The sheer volume of patent applications is overwhelming and reviewing and approving them assumes some level of understanding of the concepts and technologies being patented. It’s easy to see how seemingly frivolous patents slip through the cracks, especially when one of the criteria essentially allows you to patent a patent infringement since it’s allowable to patent a “new useful improvement” of an existing patent.
Ron Gula, CEO of Tenable Network Security, agrees “The issue I have with patents is that the vetting process tries to take into account every possible prior patent and prior art. As we generate more and more content, this problem becomes exponentially more difficult. I’ve not seen a solution I like which protects inventor rights, but streamlines this process as well.”
That brings us to Apple, and HTC, and Nokia, and Motorola, and Facebook. Technology companies are all building on the past and present to create the future. None of them can claim to be solely responsible for the mechanisms and technologies their products are comprised of. It is part of the general evolution of technology, and the patent system–while designed to protect intellectual property rights–has devolved into petty, and costly bickering between companies.
While most patents end up being licensed to competitors for a fee–with royalties being paid to the patent holder for the privilege of using the patented concepts or technologies–the fact is that the patent holder does not have to allow it at all.

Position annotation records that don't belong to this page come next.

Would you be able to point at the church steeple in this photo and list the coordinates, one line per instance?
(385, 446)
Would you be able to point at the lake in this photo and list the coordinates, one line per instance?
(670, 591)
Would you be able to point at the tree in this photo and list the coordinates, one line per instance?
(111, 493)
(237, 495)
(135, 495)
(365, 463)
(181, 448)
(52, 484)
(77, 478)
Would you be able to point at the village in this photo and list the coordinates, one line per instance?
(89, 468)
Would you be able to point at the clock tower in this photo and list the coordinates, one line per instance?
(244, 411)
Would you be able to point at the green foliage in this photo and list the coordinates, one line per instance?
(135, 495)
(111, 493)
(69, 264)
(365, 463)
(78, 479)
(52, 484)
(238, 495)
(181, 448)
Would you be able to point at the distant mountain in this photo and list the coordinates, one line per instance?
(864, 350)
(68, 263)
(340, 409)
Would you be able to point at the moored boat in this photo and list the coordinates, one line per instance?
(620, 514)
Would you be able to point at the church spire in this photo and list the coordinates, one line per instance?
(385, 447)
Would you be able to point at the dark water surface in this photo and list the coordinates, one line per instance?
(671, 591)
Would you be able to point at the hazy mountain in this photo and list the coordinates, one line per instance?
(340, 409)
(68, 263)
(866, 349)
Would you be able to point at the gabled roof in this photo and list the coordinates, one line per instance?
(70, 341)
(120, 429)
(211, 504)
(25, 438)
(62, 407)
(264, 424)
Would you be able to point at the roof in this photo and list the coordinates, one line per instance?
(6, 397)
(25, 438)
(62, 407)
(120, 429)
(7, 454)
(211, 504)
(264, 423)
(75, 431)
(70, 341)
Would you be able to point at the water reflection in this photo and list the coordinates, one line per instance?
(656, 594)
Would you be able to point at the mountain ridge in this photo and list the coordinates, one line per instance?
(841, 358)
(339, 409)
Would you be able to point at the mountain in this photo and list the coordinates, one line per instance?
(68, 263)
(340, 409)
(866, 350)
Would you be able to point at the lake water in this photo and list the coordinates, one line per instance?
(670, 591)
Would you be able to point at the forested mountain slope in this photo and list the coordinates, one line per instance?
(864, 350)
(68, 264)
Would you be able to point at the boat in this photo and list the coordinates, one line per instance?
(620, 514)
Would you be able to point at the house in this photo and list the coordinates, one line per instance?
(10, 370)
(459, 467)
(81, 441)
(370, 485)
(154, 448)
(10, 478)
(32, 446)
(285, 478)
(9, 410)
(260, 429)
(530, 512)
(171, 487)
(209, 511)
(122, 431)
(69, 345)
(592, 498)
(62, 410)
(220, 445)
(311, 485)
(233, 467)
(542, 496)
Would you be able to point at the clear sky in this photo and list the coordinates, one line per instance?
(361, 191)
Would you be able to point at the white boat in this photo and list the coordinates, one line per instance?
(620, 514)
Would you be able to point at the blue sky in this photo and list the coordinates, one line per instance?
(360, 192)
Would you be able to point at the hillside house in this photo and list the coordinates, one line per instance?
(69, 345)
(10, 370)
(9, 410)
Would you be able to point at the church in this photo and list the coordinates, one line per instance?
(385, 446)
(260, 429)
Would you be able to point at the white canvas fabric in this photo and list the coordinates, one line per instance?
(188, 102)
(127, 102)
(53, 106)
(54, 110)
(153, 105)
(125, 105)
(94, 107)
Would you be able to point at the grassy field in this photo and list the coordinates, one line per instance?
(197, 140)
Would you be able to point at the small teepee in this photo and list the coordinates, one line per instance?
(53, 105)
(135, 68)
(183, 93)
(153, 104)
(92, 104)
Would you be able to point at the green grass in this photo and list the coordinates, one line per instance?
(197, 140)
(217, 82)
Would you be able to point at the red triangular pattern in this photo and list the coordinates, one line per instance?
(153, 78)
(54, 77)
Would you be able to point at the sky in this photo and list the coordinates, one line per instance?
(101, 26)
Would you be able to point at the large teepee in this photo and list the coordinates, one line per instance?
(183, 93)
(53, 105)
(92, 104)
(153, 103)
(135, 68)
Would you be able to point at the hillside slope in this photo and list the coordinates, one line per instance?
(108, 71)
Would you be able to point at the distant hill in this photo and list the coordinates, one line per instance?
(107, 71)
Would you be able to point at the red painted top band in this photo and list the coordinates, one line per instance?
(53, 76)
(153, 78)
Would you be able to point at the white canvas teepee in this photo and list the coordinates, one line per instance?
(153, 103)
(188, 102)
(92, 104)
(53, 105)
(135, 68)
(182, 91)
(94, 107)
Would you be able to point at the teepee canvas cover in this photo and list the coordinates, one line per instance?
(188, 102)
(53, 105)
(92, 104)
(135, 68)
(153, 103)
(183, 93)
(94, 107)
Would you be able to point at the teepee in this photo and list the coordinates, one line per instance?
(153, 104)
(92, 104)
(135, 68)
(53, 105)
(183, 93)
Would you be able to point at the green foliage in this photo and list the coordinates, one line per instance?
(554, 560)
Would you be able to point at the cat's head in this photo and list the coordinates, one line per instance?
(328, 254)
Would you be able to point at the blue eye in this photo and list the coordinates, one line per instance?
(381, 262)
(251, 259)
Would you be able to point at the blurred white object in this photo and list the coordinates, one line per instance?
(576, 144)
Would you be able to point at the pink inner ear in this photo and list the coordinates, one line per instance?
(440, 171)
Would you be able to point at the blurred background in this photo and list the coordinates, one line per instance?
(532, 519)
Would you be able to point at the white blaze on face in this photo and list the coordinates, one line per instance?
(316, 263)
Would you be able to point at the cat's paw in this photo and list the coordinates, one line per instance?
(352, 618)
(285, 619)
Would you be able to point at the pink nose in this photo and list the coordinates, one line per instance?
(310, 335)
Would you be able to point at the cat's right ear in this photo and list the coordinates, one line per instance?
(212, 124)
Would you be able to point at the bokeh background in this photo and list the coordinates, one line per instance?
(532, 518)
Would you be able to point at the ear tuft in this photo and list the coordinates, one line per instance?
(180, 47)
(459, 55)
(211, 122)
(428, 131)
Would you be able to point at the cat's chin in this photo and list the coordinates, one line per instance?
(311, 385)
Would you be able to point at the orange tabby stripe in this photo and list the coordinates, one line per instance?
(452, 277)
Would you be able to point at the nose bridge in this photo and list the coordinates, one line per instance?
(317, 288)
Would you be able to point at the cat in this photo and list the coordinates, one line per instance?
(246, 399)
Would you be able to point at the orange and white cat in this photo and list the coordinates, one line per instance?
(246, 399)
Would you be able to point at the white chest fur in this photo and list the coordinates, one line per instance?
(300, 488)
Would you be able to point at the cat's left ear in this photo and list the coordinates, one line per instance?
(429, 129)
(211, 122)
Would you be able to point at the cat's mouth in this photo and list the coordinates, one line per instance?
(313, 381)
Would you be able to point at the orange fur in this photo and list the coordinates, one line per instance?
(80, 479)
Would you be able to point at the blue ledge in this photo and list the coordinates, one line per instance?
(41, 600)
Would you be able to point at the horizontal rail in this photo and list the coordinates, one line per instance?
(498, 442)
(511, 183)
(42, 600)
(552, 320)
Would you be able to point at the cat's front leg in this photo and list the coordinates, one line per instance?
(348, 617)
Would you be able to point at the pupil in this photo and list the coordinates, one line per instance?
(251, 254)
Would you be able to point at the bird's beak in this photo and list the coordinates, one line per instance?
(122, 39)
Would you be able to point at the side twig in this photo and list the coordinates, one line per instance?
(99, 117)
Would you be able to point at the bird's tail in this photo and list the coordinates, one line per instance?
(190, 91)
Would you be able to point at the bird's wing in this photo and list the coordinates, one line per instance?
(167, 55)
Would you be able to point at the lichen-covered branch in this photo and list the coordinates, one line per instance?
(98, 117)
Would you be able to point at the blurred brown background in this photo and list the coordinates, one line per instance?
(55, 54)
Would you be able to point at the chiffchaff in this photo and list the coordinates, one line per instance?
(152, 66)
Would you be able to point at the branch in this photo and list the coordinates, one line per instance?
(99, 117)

The USPTO Web site states “The right conferred by the patent grant is, in the language of the statute and of the grant itself, “the right to exclude others from making, using, offering for sale, or selling” the invention in the United States or “importing” the invention into the United States.”
In a nutshell, assuming Apple is correct that HTC and Nokia are infringing on its patents, it has the right to simply ban them from making using, offering, selling, or importing the infringing smartphones in the United States. Doing so would seem to be at odds with antitrust regulations, though, since the patent rights imply the authority to monopolize the patented concept.
Technology companies need to have a healthy respect for the fact that they are standing on the shoulders of the past, and building on concepts–many of which competitors came up with. I appreciate innovation and want to see unique ideas and intellectual property protected, but the world of technology patents, and patent litigation as a business strategy seems like a huge mess with no clear winner.
Something should change. I don’t have the answer.